Microsoft AI Research Exposes 38TB of Private Data via Misconfigured Azure SAS Token
Overview
A significant data exposure incident occurred when Microsoft's AI research division accidentally published a GitHub repository containing a highly permissive SAS (Shared Access Signature) token for an internal Azure Blob Storage account. The misconfiguration was discovered by security researchers at Wiz. The SAS token was configured to grant 'Full Control' permissions to the entire storage account, rather than providing read-only access to a specific container. This allowed anyone who discovered the token to read, write, and delete all data within the account. The exposed storage account contained 38 terabytes of sensitive data, including backups of two employees' workstations, internal Microsoft Teams messages, and a vast collection of private AI models, training data, and internal source code. The root cause was a flaw in the infrastructure-as-code (IaC) configuration used to generate the link, which incorrectly specified the permission level. This incident highlighted the severe risks associated with misconfigured cloud AI services and the danger of committing secrets to public repositories.

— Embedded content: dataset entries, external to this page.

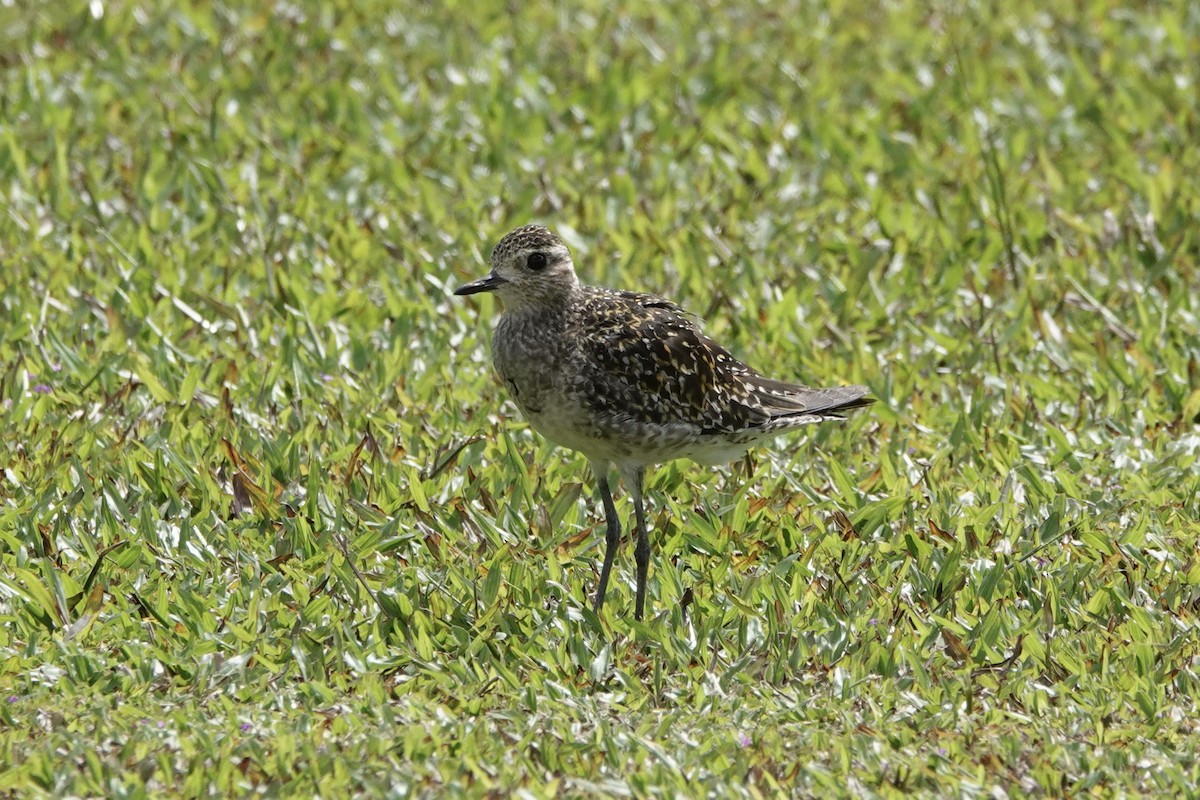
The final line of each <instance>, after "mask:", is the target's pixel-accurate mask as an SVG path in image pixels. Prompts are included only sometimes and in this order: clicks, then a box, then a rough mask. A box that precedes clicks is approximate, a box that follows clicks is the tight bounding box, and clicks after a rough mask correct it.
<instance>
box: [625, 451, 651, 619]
mask: <svg viewBox="0 0 1200 800" xmlns="http://www.w3.org/2000/svg"><path fill="white" fill-rule="evenodd" d="M644 477H646V470H644V469H643V468H641V467H638V468H637V469H635V470H631V471H630V474H629V475H628V476H626V479H625V482H626V483H629V493H630V494H632V495H634V515H635V518H636V522H637V546H636V547H635V548H634V559H635V560H636V561H637V602H636V604H635V606H634V619H636V620H641V619H642V613H643V612H644V610H646V578H647V573H648V572H649V570H650V534H649V531H647V530H646V504H644V503H643V501H642V482H643V479H644Z"/></svg>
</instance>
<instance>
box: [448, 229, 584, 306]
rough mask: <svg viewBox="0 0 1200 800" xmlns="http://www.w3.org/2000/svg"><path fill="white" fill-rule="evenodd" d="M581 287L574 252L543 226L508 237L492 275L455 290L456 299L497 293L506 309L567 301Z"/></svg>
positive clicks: (496, 254) (510, 233)
mask: <svg viewBox="0 0 1200 800" xmlns="http://www.w3.org/2000/svg"><path fill="white" fill-rule="evenodd" d="M578 285H580V281H578V278H577V277H576V276H575V264H572V263H571V252H570V251H569V249H566V245H564V243H563V240H562V239H559V237H558V236H556V235H554V234H553V233H551V231H550V230H548V229H546V228H542V227H541V225H524V227H522V228H517V229H516V230H514V231H511V233H509V234H508V235H506V236H505V237H504V239H502V240H500V243H499V245H497V246H496V249H493V251H492V271H491V272H490V273H487V275H486V276H484V277H482V278H480V279H478V281H473V282H470V283H468V284H467V285H463V287H458V288H457V289H455V294H456V295H468V294H476V293H479V291H494V293H496V295H497V296H498V297H499V299H500V302H503V303H504V307H505V309H512V308H520V307H523V306H530V307H533V306H545V305H554V303H558V302H562V301H564V300H565V299H566V297H568V296H570V294H571V293H572V291H575V290H576V289H577V288H578Z"/></svg>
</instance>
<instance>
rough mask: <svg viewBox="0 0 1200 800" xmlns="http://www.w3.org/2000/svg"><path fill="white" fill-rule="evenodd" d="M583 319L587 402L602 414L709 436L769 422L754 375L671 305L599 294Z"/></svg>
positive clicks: (644, 296) (650, 297)
mask: <svg viewBox="0 0 1200 800" xmlns="http://www.w3.org/2000/svg"><path fill="white" fill-rule="evenodd" d="M584 317H586V318H587V319H588V329H589V330H588V331H587V332H586V333H584V336H582V337H581V341H582V342H584V343H586V344H583V347H584V348H586V351H584V353H583V354H582V355H583V357H584V359H586V361H587V362H588V368H586V369H584V371H582V374H584V375H587V378H586V380H587V381H588V383H589V385H588V386H587V391H586V392H584V396H587V397H589V398H593V402H594V404H595V408H594V410H595V411H598V413H600V414H610V413H611V414H613V415H614V416H623V417H628V419H632V420H634V421H637V422H643V423H652V425H670V423H680V422H682V423H688V425H694V426H696V429H697V432H702V433H716V432H725V431H744V429H746V428H754V427H760V426H762V425H764V423H766V422H767V421H768V420H769V419H770V415H769V414H768V413H767V411H764V410H763V409H761V408H760V407H758V403H757V402H756V401H755V398H754V397H752V395H751V391H750V389H749V387H748V386H746V385H745V383H744V380H743V377H744V375H750V374H754V373H752V371H750V369H749V367H746V366H745V365H743V363H742V362H739V361H738V360H737V359H734V357H733V356H732V355H730V353H728V351H727V350H726V349H725V348H722V347H721V345H719V344H716V342H714V341H713V339H710V338H708V337H707V336H704V335H703V333H702V332H701V331H700V329H698V327H697V326H696V325H695V323H692V320H691V319H690V318H689V317H688V315H686V313H685V312H684V311H683V309H682V308H679V307H678V306H676V305H674V303H672V302H671V301H668V300H664V299H661V297H655V296H653V295H644V294H638V293H634V291H611V290H593V294H592V296H590V297H589V299H588V309H587V313H586V314H584Z"/></svg>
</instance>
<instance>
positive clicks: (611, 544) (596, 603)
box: [592, 462, 620, 614]
mask: <svg viewBox="0 0 1200 800" xmlns="http://www.w3.org/2000/svg"><path fill="white" fill-rule="evenodd" d="M592 474H593V475H595V479H596V493H598V494H599V495H600V503H602V504H604V517H605V523H606V528H605V533H604V543H605V548H604V566H602V567H601V569H600V584H599V585H598V587H596V597H595V603H594V604H593V608H594V609H595V612H596V614H599V613H600V609H601V608H602V607H604V594H605V591H607V589H608V573H611V572H612V563H613V561H614V560H616V558H617V542H618V540H619V539H620V522H619V521H618V519H617V506H616V505H613V501H612V492H611V491H610V488H608V464H607V463H605V464H600V463H596V462H592Z"/></svg>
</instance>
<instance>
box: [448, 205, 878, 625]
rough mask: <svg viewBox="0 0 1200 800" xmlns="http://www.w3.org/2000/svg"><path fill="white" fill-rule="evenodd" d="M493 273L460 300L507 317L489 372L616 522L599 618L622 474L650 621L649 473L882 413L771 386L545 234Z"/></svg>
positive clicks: (565, 247) (846, 390)
mask: <svg viewBox="0 0 1200 800" xmlns="http://www.w3.org/2000/svg"><path fill="white" fill-rule="evenodd" d="M491 267H492V269H491V272H490V273H488V275H487V276H486V277H482V278H480V279H479V281H474V282H473V283H468V284H467V285H464V287H461V288H458V289H457V290H455V294H456V295H470V294H476V293H479V291H494V293H496V295H497V296H498V297H499V299H500V302H502V305H503V313H502V314H500V319H499V323H498V324H497V326H496V333H494V337H493V341H492V359H493V361H494V365H496V372H497V373H498V375H499V379H500V381H502V383H503V384H504V386H506V387H508V390H509V392H510V393H511V395H512V399H514V401H515V402H516V404H517V408H520V409H521V414H522V415H524V419H526V420H528V422H529V425H532V426H533V428H534V431H538V432H539V433H541V434H542V435H544V437H546V438H547V439H550V440H551V441H552V443H554V444H557V445H560V446H563V447H569V449H571V450H577V451H580V452H582V453H583V455H584V456H587V457H588V459H589V462H590V465H592V473H593V475H594V476H595V483H596V493H598V494H599V498H600V503H601V504H602V505H604V512H605V521H606V530H605V554H604V566H602V567H601V569H600V582H599V584H598V585H596V593H595V600H594V608H595V612H596V613H598V614H599V613H600V609H601V608H602V607H604V596H605V590H606V589H607V587H608V576H610V573H611V572H612V564H613V560H614V558H616V554H617V546H618V541H619V539H620V523H619V521H618V519H617V507H616V506H614V505H613V501H612V491H611V488H610V483H608V477H610V473H611V470H612V467H613V465H616V467H617V470H618V473H619V474H620V476H622V479H624V481H625V486H626V488H628V489H629V493H630V495H631V498H632V500H634V516H635V521H634V522H635V530H636V540H637V545H636V547H635V549H634V557H635V560H636V565H637V589H636V601H635V602H636V604H635V609H634V615H635V618H636V619H638V620H640V619H642V614H643V612H644V609H646V579H647V572H648V571H649V561H650V540H649V534H648V531H647V528H646V507H644V504H643V498H642V485H643V479H644V475H646V468H647V467H650V465H653V464H660V463H662V462H667V461H671V459H674V458H691V459H692V461H696V462H700V463H701V464H719V463H722V462H727V461H732V459H734V458H738V457H739V456H742V455H743V453H744V452H745V451H746V450H748V449H750V447H751V446H754V445H756V444H760V443H762V441H766V440H770V439H773V438H774V437H775V435H776V434H779V433H781V432H785V431H790V429H792V428H798V427H800V426H803V425H808V423H810V422H821V421H823V420H836V419H841V417H842V415H844V414H845V413H846V411H850V410H851V409H856V408H862V407H864V405H868V404H870V403H872V402H874V399H872V398H869V397H866V391H868V390H866V386H839V387H836V389H810V387H809V386H802V385H799V384H793V383H787V381H781V380H774V379H772V378H767V377H764V375H762V374H760V373H758V372H756V371H754V369H751V368H750V367H748V366H746V365H744V363H742V362H740V361H738V360H737V359H734V357H733V356H732V355H730V353H728V350H726V349H725V348H722V347H721V345H720V344H718V343H716V342H714V341H713V339H710V338H708V337H707V336H704V333H702V332H701V330H700V327H698V326H697V325H696V323H695V321H694V320H692V318H691V317H689V315H688V314H686V312H684V311H683V308H680V307H679V306H678V305H676V303H674V302H672V301H670V300H665V299H662V297H656V296H654V295H649V294H641V293H638V291H623V290H617V289H605V288H599V287H589V285H583V284H581V283H580V279H578V277H576V275H575V264H574V263H572V261H571V253H570V251H568V248H566V246H565V245H564V243H563V241H562V240H560V239H559V237H558V236H556V235H554V234H553V233H551V231H550V230H547V229H546V228H544V227H541V225H524V227H523V228H517V229H516V230H514V231H511V233H510V234H508V235H506V236H504V239H502V240H500V243H499V245H497V246H496V249H494V251H492V261H491Z"/></svg>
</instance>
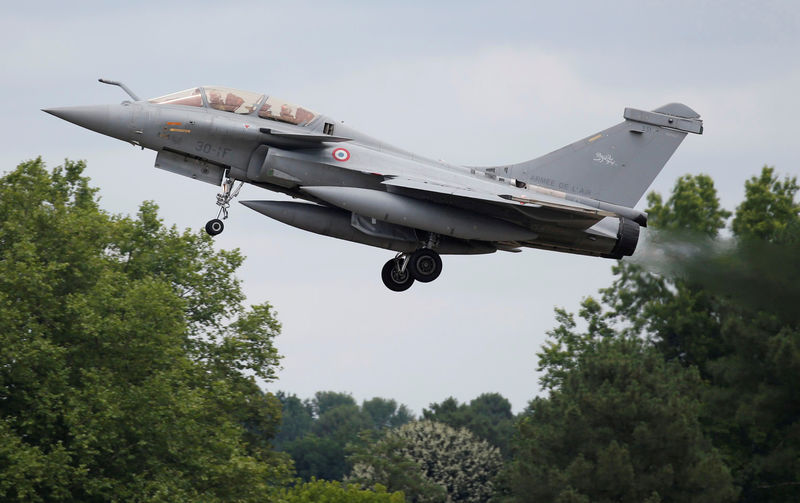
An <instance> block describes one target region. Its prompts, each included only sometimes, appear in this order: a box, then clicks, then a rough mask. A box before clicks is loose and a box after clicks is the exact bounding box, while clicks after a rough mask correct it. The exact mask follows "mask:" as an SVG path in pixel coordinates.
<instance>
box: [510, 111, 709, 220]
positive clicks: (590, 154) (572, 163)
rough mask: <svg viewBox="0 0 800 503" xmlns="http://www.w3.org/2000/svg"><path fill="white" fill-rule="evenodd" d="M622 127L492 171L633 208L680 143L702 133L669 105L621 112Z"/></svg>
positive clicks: (652, 182)
mask: <svg viewBox="0 0 800 503" xmlns="http://www.w3.org/2000/svg"><path fill="white" fill-rule="evenodd" d="M623 117H625V122H622V123H620V124H617V125H616V126H613V127H611V128H609V129H606V130H605V131H601V132H599V133H597V134H595V135H593V136H590V137H588V138H586V139H583V140H580V141H577V142H575V143H573V144H571V145H567V146H566V147H563V148H561V149H559V150H556V151H555V152H551V153H549V154H547V155H545V156H542V157H539V158H537V159H533V160H531V161H527V162H523V163H521V164H515V165H513V166H507V167H498V168H495V172H496V173H497V174H498V175H499V174H501V173H503V172H504V173H505V174H506V175H507V176H509V177H511V178H515V179H517V180H519V181H521V182H525V183H530V184H533V185H540V186H544V187H548V188H551V189H555V190H559V191H563V192H567V193H572V194H578V195H581V196H585V197H591V198H592V199H597V200H600V201H605V202H608V203H613V204H618V205H622V206H627V207H631V208H632V207H633V206H634V205H635V204H636V203H637V202H638V201H639V199H641V197H642V195H643V194H644V193H645V191H647V188H648V187H649V186H650V184H651V183H653V180H654V179H655V177H656V176H657V175H658V173H659V172H660V171H661V169H662V168H663V167H664V165H665V164H666V163H667V161H668V160H669V158H670V157H671V156H672V154H673V153H674V152H675V150H676V149H677V148H678V145H680V144H681V141H683V139H684V137H686V133H696V134H702V133H703V121H702V120H700V115H698V114H697V112H695V111H694V110H692V109H691V108H689V107H687V106H686V105H682V104H680V103H670V104H668V105H664V106H663V107H660V108H657V109H655V110H653V111H652V112H645V111H642V110H636V109H633V108H626V109H625V113H624V115H623Z"/></svg>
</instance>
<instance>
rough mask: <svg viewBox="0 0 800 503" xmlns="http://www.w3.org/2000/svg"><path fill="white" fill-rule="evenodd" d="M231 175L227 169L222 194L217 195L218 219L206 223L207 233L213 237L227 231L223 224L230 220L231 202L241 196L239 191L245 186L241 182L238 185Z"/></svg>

It serves as a stark reminder of the need for robust secret scanning in CI/CD pipelines and the principle of least privilege when managing access to cloud-based data stores for AI workloads.
Affected Systems
Testing Guide
1. **Scan GitHub Repositories:** Use a tool like TruffleHog or Gitleaks to scan your organization's GitHub repositories for strings matching the format of Azure SAS tokens. 2. **Audit Azure Storage Accounts:** In the Azure Portal, navigate to your storage accounts. Review 'Shared access signature' settings to check for overly permissive, long-lived tokens. Check the 'Networking' and 'Containers' access level settings to ensure they are not set to 'Public'. 3. **Review IaC Templates:** Manually inspect or use static analysis tools on your ARM, Bicep, or Terraform templates to ensure that SAS token generation logic adheres to the principle of least privilege.
Mitigation Steps
1. **Enforce Least Privilege for SAS Tokens:** Always scope SAS tokens to the minimum required permissions (e.g., read-only) and resources (e.g., a specific container or blob, not the entire account). Set short expiration times. 2. **Implement Secret Scanning:** Integrate automated secret scanning tools (like `git-secrets` or GitHub's native scanner) into your CI/CD pipeline to prevent tokens, keys, and credentials from being committed to repositories. 3. **Use Managed Identities:** Whenever possible, use Azure Managed Identities for services like Azure VMs and Functions to access other Azure resources, which eliminates the need to manage and store SAS tokens or storage keys in code. 4. **Regularly Audit Storage Permissions:** Continuously monitor and audit public access levels and access policies for all cloud storage accounts.
Patch Details
The exposed token was revoked by Microsoft immediately upon notification. The fix is procedural, involving correcting IaC templates and improving secret hygiene.